Having a “bad day” goes to be the excuse for the failure to behave in good religion as long as the poor reasoning of this case is upheld. Failing to correctly alter a declare and inflicting extra-contractual damages to an Indiana policyholder goes to be met by a authorized excuse of someone “having a bad day.” 

The case is filled with poor information resulting in this unlucky authorized reasoning which is able to invite insurers in Indiana to behave poorly and never in good religion—but escape accountability for doing so. Just name it a “bad day at the office,” which resulted in an arbitrary, devastating outcome to the policyholder, and one can escape accountability for the responsibility to behave within the utmost of excellent religion.  
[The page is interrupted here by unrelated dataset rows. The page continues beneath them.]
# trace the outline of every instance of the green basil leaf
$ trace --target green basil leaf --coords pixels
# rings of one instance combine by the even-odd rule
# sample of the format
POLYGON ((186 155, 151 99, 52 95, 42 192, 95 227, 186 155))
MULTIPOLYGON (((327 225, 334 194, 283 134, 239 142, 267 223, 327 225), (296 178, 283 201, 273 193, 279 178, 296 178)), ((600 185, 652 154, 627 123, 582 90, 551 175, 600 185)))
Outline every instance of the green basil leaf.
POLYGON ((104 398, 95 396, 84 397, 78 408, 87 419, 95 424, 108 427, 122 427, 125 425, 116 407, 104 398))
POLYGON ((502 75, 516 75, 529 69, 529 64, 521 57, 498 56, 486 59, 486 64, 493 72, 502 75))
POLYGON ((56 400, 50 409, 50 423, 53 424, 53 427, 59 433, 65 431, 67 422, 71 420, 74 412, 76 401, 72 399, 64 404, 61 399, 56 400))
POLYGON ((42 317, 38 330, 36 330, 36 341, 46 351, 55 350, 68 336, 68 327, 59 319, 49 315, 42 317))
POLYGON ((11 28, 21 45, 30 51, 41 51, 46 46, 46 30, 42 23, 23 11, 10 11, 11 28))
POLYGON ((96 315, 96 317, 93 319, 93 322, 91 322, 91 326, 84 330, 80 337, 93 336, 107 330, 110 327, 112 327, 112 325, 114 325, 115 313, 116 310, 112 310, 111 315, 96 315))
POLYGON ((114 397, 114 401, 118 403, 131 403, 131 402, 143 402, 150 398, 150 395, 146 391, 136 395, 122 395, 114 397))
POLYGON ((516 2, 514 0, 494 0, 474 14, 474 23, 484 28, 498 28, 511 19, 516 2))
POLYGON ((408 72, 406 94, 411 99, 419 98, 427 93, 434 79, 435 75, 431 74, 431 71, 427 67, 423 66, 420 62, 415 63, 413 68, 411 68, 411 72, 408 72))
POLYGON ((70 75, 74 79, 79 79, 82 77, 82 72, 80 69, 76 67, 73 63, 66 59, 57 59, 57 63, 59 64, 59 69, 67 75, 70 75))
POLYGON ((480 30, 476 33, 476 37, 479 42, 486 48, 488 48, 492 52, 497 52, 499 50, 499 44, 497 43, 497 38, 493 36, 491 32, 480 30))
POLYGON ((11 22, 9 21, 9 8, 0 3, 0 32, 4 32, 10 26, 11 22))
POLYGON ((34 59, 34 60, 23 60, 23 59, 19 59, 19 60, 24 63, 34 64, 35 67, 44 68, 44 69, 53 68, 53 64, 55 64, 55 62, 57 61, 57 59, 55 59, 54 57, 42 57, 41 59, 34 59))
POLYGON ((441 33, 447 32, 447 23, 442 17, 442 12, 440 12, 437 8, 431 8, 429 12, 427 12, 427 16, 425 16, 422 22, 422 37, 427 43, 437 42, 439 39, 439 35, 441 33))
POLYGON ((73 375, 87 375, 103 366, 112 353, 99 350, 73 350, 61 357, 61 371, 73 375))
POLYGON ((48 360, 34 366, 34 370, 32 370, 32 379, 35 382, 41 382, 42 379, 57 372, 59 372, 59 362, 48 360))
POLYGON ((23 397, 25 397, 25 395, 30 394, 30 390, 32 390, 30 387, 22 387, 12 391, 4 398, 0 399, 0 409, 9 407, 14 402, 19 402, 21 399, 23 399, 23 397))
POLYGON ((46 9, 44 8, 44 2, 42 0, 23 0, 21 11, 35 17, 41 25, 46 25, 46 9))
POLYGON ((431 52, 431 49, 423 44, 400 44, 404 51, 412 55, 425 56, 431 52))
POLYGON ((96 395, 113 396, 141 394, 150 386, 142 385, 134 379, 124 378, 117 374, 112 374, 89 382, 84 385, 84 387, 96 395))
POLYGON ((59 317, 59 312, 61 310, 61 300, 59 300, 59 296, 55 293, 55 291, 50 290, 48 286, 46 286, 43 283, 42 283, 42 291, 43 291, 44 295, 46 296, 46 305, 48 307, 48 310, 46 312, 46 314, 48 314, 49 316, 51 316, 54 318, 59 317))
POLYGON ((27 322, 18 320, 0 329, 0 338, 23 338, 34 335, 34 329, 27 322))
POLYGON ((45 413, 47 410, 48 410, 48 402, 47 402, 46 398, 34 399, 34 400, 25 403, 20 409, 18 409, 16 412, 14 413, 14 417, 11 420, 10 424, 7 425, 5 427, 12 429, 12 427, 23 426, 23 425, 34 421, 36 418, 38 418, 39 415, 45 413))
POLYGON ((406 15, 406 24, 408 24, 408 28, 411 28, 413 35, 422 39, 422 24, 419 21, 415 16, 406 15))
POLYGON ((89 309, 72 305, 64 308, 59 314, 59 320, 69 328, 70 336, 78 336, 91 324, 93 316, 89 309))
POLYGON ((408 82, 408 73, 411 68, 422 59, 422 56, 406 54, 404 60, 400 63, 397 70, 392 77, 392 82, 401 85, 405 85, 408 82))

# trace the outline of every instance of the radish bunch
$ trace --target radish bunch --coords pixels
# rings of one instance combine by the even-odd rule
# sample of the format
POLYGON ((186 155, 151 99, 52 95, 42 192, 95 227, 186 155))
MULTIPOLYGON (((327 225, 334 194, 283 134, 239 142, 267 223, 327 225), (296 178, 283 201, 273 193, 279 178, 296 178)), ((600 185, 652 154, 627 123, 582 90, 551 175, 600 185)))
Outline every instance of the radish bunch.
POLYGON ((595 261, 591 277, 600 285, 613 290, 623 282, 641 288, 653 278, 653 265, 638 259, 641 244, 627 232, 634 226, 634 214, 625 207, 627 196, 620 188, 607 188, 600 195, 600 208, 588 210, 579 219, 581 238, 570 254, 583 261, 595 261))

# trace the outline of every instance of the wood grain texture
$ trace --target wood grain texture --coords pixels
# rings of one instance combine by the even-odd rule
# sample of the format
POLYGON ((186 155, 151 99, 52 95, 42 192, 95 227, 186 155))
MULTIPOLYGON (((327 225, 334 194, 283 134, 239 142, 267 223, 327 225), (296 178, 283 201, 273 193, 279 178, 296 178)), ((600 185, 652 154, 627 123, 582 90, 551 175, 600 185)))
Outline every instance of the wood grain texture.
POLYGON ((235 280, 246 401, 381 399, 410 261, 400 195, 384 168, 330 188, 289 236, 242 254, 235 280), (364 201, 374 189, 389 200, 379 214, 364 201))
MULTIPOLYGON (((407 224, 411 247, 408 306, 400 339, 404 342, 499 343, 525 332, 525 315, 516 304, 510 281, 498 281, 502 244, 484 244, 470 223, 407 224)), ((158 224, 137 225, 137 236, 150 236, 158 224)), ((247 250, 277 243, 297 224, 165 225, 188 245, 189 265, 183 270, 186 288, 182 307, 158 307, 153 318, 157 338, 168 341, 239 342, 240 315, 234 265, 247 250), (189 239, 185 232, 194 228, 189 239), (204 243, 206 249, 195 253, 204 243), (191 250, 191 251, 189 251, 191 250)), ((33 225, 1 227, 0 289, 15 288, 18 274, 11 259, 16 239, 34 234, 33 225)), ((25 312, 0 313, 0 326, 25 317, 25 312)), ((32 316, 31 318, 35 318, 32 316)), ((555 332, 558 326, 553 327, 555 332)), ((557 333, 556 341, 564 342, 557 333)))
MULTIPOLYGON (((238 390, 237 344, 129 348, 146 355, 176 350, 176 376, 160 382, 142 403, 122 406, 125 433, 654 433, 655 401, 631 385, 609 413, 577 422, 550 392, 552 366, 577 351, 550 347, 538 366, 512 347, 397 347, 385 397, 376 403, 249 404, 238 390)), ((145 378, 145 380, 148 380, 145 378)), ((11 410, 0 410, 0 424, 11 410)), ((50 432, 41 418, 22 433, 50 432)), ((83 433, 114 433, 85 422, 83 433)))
This is poor authorized reasoning. Most crooks had a “bad day” when doing one thing felony. If that isn’t a protection for felony conduct, why ought to or not it’s a protection to civil misconduct? 

Thought For The Day 

I imagine that unarmed fact and unconditional love could have the ultimate phrase in actuality. This is why proper, briefly defeated, is stronger than evil triumphant.

—Martin Luther King, Jr.


1 Ohio Security Ins. Co. v. Best Inn Midwest, No. 1:22-cv-o1223 (S.D. Ind. Mar. 13, 2023).